“China's current rise to global economic and cultural power requires all of us to better understand the culture and issues of their country,” says Anthony Clark, associate professor of history at Whitworth. “These films are powerful and hard-hitting explorations of China's cultural transition from empire to modern nation, and are rarely seen outside of Asia.”
Each of the following films will be introduced and discussed afterward by Clark.
• The Goddess: This 1934 silent film deals with the life of a Chinese prostitute as she raises her son in a disapproving society. Wednesday, Oct. 16, at 6:30 p.m.
• Family: Made in 1957, this film addresses the oppression of China’s patriarchal society. Wednesday, Oct. 23, at 6:30 p.m.
• Devils at the Doorstep: This modern film, made in 2000 and subsequently banned in China, is about the Japanese occupation of China in the 1930s.
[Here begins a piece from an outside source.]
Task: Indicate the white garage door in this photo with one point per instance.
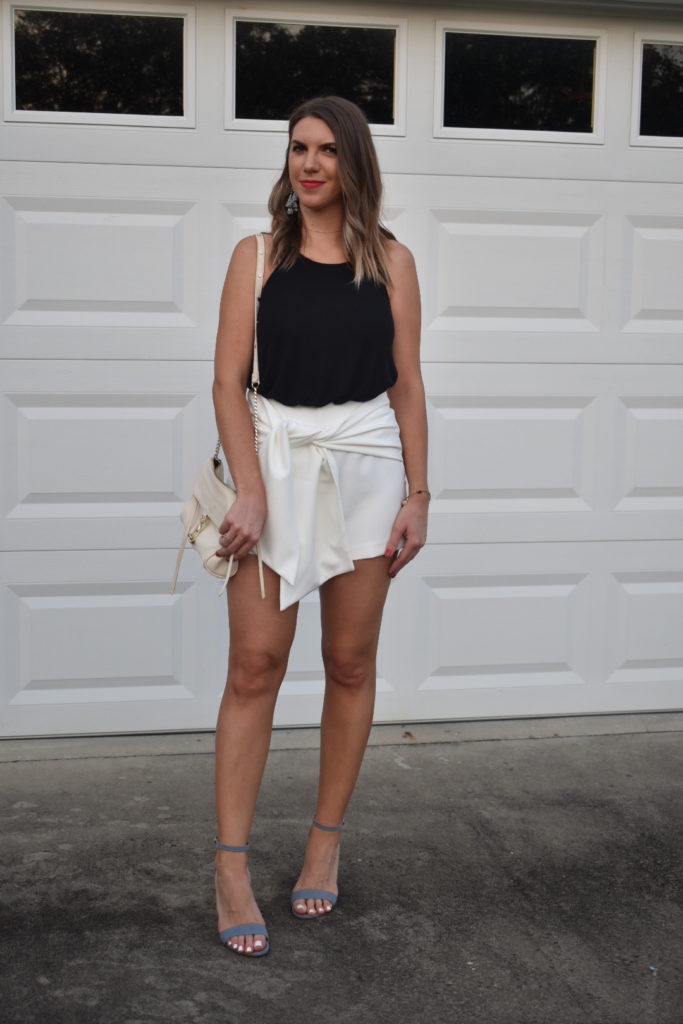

Wednesday, Oct. 30, at 6:30 p.m.
• Blind Mountain: This 2007 film explores the current problem of female abduction and forced marriage, and is now also banned in China. Wednesday, Nov. 6, at 6:30 p.m.
“The films all include English subtitles and were selected for their artistic brilliance and cultural relevance,” Clark says.
Located in Spokane, Wash., Whitworth is a private liberal arts university affiliated with the Presbyterian church. The university, which has an enrollment of 3,000 students, offers 60 undergraduate and graduate degree programs.